Tensor Parallel Distributed Inference with Torch-TensorRT#

Below example shows how to use Torch-TensorRT backend for distributed inference with tensor parallelism.

This example demonstrates: - Setting up distributed environment for tensor parallelism - Model sharding across multiple GPUs - Compilation with Torch-TensorRT - Distributed inference execution

Usage#

mpirun -n 2 --allow-run-as-root python tensor_parallel_simple_example.py
[ ]:
import time

import tensorrt as trt
import torch
import torch.distributed as dist
import torch.nn as nn
from tensor_parallel_initialize_dist import (
    cleanup_distributed_env,
    get_tensor_parallel_device_mesh,
    initialize_distributed_env,
)

# Initialize distributed environment and logger BEFORE importing torch_tensorrt
# This ensures logging is configured before any import-time log messages
device_mesh, _world_size, _rank, logger = initialize_distributed_env(
    "tensor_parallel_simple_example"
)

from torch.distributed._tensor import Shard
from torch.distributed.tensor.parallel import (
    ColwiseParallel,
    RowwiseParallel,
    parallelize_module,
)

"""
This example takes some code from https://github.com/pytorch/examples/blob/main/distributed/tensor_parallelism/tensor_parallel_example.py
"""


class ToyModel(nn.Module):
    """MLP based model"""

    def __init__(self):
        super(ToyModel, self).__init__()
        self.in_proj = nn.Linear(10, 3200)
        self.relu = nn.ReLU()
        self.out_proj = nn.Linear(3200, 1600)
        self.in_proj2 = nn.Linear(1600, 500)
        self.out_proj2 = nn.Linear(500, 100)

    def forward(self, x):
        x = self.out_proj(self.relu(self.in_proj(x)))
        x = self.relu(x)
        x = self.out_proj2(self.relu(self.in_proj2(x)))
        return x


logger.info(f"Starting PyTorch TP example on rank {_rank}.")
assert (
    _world_size % 2 == 0
), f"TP examples require even number of GPUs, but got {_world_size} gpus"

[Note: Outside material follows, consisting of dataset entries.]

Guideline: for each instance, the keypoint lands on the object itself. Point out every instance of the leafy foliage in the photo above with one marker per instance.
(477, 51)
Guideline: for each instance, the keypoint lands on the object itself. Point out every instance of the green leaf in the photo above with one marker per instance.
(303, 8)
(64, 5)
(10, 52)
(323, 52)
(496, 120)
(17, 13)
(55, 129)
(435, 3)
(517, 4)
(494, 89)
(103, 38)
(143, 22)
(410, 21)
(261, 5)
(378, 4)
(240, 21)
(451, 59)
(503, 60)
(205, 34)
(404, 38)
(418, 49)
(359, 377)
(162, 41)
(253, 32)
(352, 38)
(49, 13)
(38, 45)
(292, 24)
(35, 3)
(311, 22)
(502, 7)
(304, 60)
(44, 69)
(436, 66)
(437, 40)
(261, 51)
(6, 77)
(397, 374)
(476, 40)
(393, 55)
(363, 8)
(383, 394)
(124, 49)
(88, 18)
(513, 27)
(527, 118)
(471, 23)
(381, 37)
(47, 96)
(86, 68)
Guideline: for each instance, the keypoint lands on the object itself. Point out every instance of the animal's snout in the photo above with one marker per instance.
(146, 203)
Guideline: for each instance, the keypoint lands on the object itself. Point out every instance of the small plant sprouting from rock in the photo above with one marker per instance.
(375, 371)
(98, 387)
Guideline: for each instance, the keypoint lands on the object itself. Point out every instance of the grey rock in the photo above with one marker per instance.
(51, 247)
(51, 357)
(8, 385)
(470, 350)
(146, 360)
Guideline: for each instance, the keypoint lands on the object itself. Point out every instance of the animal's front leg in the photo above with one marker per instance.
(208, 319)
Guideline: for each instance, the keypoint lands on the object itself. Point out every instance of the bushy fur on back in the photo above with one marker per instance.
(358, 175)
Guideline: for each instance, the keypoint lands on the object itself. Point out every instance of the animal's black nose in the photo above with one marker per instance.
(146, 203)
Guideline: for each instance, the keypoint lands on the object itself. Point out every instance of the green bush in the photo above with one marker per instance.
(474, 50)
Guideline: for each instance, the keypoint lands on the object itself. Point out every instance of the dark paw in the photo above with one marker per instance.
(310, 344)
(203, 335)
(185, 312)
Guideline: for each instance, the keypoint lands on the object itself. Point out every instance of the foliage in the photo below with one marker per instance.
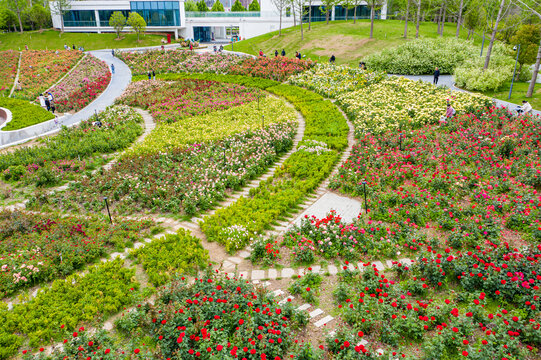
(23, 113)
(397, 103)
(121, 126)
(40, 69)
(171, 255)
(37, 248)
(84, 84)
(422, 56)
(331, 80)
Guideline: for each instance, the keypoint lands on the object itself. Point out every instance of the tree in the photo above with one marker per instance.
(117, 21)
(137, 23)
(348, 5)
(61, 7)
(280, 5)
(528, 36)
(202, 6)
(254, 6)
(373, 4)
(326, 5)
(190, 6)
(17, 6)
(501, 12)
(237, 6)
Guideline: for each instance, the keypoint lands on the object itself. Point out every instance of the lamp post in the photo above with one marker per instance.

# # create model and move it to GPU - init"cuda"_mesh has already mapped GPU ids.
tp_model = ToyModel().to("cuda")


# Custom parallelization plan for the model
tp_model = parallelize_module(
    module=tp_model,
    device_mesh=device_mesh,
    parallelize_plan={
        "in_proj": ColwiseParallel(input_layouts=Shard(0)),
        "out_proj": RowwiseParallel(output_layouts=Shard(0)),
        "in_proj2": ColwiseParallel(input_layouts=Shard(0)),
        "out_proj2": RowwiseParallel(output_layouts=Shard(0)),
    },
)
torch.manual_seed(0)
inp = torch.rand(20, 10, device="cuda")
python_result = tp_model(inp)

backend = "torch_tensorrt"
tp_model = torch.compile(
    tp_model,
    backend=backend,
    options={
        "truncate_long_and_double": True,
        "enabled_precisions": {torch.float32, torch.float16},
        "use_python_runtime": True,
        "min_block_size": 1,
        "use_distributed_mode_trace": True,
    },
    dynamic=None,
)

# For TP, input needs to be same across all TP ranks.
# Setting the random seed is to mimic the behavior of dataloader.
torch.manual_seed(0)
inp = torch.rand(20, 10, device="cuda")
start = time.time()
output = tp_model(inp)
end = time.time()
logger.info(f"Compilation time is {end - start}")
assert (python_result - output).std() < 0.01, "Result is not correct."

# This cleans up the distributed process group
cleanup_distributed_env()